2 years - it was a horrible over political environment that followed all of
the anti-patterns of software development. But I did get a chance to polish
some skills that prepared me for my current job.

2016

Current - 1 year. My first job as the "architect".

All that to say. Never stop learning like I did between 2001-2008. I spent the
next 9 years making up for loss time.

------
imh
Whenever I feel substantially undervalued. For my first few jobs, that was
relatively often (1.5-2 years) since most companies will offer tiny raises,
while your skill growth will be raising your value much more substantially. My
first few raises were about 2-10% increases, while switching jobs was about
30-50% increases.

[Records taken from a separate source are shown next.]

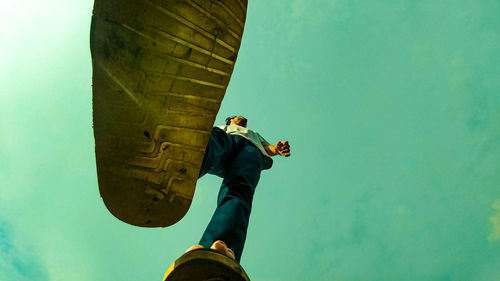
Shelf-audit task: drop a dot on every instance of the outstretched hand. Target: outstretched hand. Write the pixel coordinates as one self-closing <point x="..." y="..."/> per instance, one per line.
<point x="283" y="148"/>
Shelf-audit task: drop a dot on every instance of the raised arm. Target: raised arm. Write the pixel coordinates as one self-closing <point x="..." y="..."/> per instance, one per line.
<point x="281" y="148"/>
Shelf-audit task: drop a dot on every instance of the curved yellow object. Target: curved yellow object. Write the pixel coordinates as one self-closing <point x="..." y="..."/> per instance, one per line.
<point x="205" y="264"/>
<point x="160" y="72"/>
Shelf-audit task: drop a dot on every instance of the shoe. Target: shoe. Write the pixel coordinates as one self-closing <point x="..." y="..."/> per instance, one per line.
<point x="205" y="264"/>
<point x="160" y="72"/>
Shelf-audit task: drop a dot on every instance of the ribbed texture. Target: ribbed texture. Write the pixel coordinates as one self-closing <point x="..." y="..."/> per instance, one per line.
<point x="160" y="72"/>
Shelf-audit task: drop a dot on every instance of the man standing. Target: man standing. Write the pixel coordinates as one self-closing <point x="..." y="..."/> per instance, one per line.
<point x="238" y="155"/>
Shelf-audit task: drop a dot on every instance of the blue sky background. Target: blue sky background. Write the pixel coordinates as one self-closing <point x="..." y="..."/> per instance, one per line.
<point x="392" y="109"/>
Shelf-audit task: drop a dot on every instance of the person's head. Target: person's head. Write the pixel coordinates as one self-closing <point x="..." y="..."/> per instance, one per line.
<point x="237" y="120"/>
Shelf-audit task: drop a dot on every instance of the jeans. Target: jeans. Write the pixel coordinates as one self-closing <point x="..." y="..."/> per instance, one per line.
<point x="239" y="163"/>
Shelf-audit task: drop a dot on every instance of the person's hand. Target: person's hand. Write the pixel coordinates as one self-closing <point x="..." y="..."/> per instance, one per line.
<point x="283" y="148"/>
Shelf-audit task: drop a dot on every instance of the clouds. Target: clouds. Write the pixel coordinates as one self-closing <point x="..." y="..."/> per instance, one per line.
<point x="17" y="262"/>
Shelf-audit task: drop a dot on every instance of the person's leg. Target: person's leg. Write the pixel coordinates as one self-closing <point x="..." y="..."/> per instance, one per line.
<point x="218" y="149"/>
<point x="230" y="220"/>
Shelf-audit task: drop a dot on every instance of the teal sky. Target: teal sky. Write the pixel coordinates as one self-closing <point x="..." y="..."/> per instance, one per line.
<point x="392" y="109"/>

Eventually the skill growth will slow on the critical path
stuff (don't let it slow too much!!), and you might get to a level where
promotions come with more substantial increases and then job hop less.

------
simonmales
I graduated at the end of 2005, 2006 was my first full year of employment.
Since then I have had 8 full time jobs.

Shortest stint: 3 months, I left because what I was hired for never actually
happened.

Longest stint: Almost 4 years.

My current job just clicked over 3 years.

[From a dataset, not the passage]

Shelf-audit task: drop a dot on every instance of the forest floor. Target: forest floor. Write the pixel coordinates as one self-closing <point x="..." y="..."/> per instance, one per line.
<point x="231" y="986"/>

Edit: Also I'm living and working in my third country now.

------
ufmace
Don't think I've switched enough for anything about times between switching to
be meaningful. But then IMHO, not many people have. Better to have guidelines
for when to leave and when to stay rather than being concerned about times.

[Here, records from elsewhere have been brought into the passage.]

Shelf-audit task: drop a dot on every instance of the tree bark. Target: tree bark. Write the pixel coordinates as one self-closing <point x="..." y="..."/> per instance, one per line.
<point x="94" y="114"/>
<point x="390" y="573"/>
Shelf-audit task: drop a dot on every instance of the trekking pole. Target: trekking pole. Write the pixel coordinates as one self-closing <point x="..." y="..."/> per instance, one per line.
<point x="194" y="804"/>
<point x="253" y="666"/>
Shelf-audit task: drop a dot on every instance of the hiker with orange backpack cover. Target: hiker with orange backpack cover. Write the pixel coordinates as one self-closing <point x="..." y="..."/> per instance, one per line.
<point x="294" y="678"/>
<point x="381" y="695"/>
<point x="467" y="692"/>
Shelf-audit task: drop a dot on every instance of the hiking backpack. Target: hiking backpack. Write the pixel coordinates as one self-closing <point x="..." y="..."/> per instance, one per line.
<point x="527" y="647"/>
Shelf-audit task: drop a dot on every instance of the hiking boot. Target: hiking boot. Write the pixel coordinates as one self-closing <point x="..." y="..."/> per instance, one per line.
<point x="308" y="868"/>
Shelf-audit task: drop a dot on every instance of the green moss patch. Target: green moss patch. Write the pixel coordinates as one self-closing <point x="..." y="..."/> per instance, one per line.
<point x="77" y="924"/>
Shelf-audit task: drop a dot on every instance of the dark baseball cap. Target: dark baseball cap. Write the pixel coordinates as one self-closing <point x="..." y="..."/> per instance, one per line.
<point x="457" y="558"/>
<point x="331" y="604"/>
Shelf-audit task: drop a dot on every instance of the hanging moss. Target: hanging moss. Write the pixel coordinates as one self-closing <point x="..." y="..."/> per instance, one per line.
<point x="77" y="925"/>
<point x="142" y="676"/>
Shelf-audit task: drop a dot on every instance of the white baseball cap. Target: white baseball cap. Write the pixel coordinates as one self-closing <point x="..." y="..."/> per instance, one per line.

Although it is a guideline that if you have your most recent or more than one
job lasting <1yr or so, and you're applying for something that expects people
to last longer than that, you better be able to explain why you left the other
jobs so quickly or what changed in what you're looking for.

------
robin_reala
0.9 years

2.6 years

7 years

2 years

Current job is 3 months. The 7 year stint was at a friendly agency, paying
reasonably for the area with good perks, friends with the directors, short
commute etc. What I wasn’t doing though was evaluating whether I was still
learning. Turned out I wasn’t, and if I’m being honest with myself I should
have left 18-24 months earlier. The last 2 year stint was the most instructive
of my whole career, and I left mostly due to moving country rather than a
problem with the post.

------
cbm-vic-20
Currently at 19 years at my job, but that includes acquisitions, and many role
/ job description changes. Even though I'm up-to-date on modern languages,
frameworks, and libraries, I expect this to make finding a new job much more
difficult, due to biases against long-term empooyment and being older than 40.

------
arenaninja
1.75 years

0.83 years

0.5 years

1.41 years

Average of 1.1225 years I guess.

I plan on sticking with $current_job for either 3, 5 or 8+ years depending on
career prospects at each of those checkpoints. Each time I switched it was
because career prospects were not as bright as I would have liked.

------
peterhi
From the 70s to the 90s I changed jobs about every 3 years. Since then the
shortest was 7 if you exclude a dot com bubble that exploded after 2 years

Presently heading to the 9th year in this job

------
wareotie
2y,3y,9m and in five days 1y in the current one. And I want to move to
something else.

------
pekim
19 years

3 years (company went in to administration)

8 years

6.5 years - current job